Between the anti-fracking protests in New Brunswick by the Elsipogtog First Nation and the wave of protests and discussion about mascots this football season, there’s plenty to discuss in Indian country this week.
Mascots became big news recently as Indigenous activists around the country have rallied to pressure Washington’s NFL team to change their name and mascot. The Oneida Indian Nation of New York launched Change the Mascot, a site filled with information and calls to action on the issue. Bob Costas called the team name “an insult, a slur” during NBC’s halftime show. Even President Obama entered the debate by saying that he would “think about changing the name” were he the owner. One of the councilmen from my Oneida Nation of Wisconsin argued that “race-based mascots will never honor us.”

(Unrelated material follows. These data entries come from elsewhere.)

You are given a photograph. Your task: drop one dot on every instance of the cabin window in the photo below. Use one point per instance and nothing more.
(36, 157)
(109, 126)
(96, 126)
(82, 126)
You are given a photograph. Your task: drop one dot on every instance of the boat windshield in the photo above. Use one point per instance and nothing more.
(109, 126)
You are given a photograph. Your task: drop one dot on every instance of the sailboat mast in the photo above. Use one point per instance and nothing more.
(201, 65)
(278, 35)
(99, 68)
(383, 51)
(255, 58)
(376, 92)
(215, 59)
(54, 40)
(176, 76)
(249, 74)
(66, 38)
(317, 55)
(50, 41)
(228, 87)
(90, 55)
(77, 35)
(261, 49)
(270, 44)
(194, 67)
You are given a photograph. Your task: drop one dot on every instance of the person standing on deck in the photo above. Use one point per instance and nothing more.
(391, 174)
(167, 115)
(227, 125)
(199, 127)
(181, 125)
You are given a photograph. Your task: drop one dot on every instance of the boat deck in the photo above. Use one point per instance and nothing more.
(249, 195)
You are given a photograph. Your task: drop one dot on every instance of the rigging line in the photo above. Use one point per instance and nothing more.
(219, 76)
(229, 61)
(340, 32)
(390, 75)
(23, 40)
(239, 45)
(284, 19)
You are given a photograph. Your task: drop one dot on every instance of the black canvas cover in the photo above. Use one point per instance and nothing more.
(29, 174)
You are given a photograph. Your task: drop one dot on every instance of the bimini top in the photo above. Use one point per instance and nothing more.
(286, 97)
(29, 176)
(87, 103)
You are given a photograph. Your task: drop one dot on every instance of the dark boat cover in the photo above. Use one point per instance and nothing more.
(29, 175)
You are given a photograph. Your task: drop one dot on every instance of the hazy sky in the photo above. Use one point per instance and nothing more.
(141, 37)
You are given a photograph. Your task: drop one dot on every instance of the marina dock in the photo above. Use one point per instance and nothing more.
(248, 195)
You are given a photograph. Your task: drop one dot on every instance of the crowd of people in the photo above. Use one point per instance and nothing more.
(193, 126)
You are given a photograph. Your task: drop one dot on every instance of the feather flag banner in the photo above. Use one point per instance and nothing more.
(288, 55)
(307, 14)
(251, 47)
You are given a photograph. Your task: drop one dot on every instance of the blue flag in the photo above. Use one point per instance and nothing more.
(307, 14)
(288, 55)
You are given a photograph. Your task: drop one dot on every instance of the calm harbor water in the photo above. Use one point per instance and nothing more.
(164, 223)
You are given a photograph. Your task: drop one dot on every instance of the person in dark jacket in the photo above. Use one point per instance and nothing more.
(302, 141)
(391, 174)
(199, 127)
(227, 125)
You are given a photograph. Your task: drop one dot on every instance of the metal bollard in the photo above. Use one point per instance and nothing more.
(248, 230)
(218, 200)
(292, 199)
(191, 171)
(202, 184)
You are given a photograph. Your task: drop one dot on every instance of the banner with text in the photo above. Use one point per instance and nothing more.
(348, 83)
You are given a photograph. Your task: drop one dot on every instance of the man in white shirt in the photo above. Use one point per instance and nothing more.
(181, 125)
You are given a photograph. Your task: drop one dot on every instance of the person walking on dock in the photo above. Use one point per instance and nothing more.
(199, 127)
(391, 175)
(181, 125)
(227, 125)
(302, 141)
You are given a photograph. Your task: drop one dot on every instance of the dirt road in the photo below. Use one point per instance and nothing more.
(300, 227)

The history of activism around Native American mascots stretches back to at least the 1940s when the National Congress of American Indians (NCAI) launched a campaign denouncing the use of such mascots by sports teams. They argued then, as they do now, that such mascots perpetuated stereotyped and negative images of Indigenous peoples. The NCAI renewed their efforts in the late 1960s and soon many colleges and, later, high schools began changing their team names and mascots. As the negative effects of such mascots became more well-known, including increased stereotyping, racist bulling, negative self-image for Indigenous peoples attending schools with race based mascots, many organizations (e.g. the American Psychological Association) officially came out against the use of such mascots. Some Indigenous activists note that, historically, stereotypes of people of color have changed to justify actions against those peoples, a process called differential racialization that continues to this day.
In Canada, the Elsipogtog First Nation is trying to heal from a protest that turned violent this past Thursday. The Elsipogtog created a blockade to keep shale gas miners from entering their territory to perform seismic tests on a potential mining site. The company uses hydraulic fracturing, also known as “fracking,” to mine for shale. The negative environmental impacts of fracking can be extensive, and so many First Nations peoples have taken stands against such activity on their lands. Moreover, that specific section of land has, arguably, never been in the hands of the Canadian government and remains in dispute. Still, the mining company filed an injunction to have the blockade removed, and that’s when things got ugly.
The Royal Canadian Mounted Police (RCMP) arrived (with fully militarized gear) to end what had been, until then, a peaceful blockade. RCMP cars were set ablaze. The RCMP shot tear gas and rubber bullets at protesters and arrested at least 40 protesters. Protesters captured what happened in real time and shared much of it on social media outlets like Tumblr and Twitter. Even Mark Ruffalo got in on the action.
Recently a judge lifted the injunction and all of the mining and testing equipment has been removed from the area. Many activists remain in the area of the blockade and will continue to stay put. Meanwhile there have been a slew of pieces on what really happened during this clash, and perhaps Leanne Simpson summed up the situation for Indigenous peoples everywhere when she wrote:
The story here, the real story, is virtually the same story in every Indigenous nation: Over the past several centuries we have been violently dispossessed of most of our land to make room for settlement and resource development. The very active system of settler colonialism maintains that dispossession and erases us from the consciousness of [settlers] except in ways that is deemed acceptable and non-threatening to the state… Our bodies should be on the land so that our grandchildren have something left to stand upon. –Leanne Simpson “Elsipogtog Protest: We’re Only Seeing Half of the Story”
Any other news about Indigenous peoples you’ve heard or read this week, readers?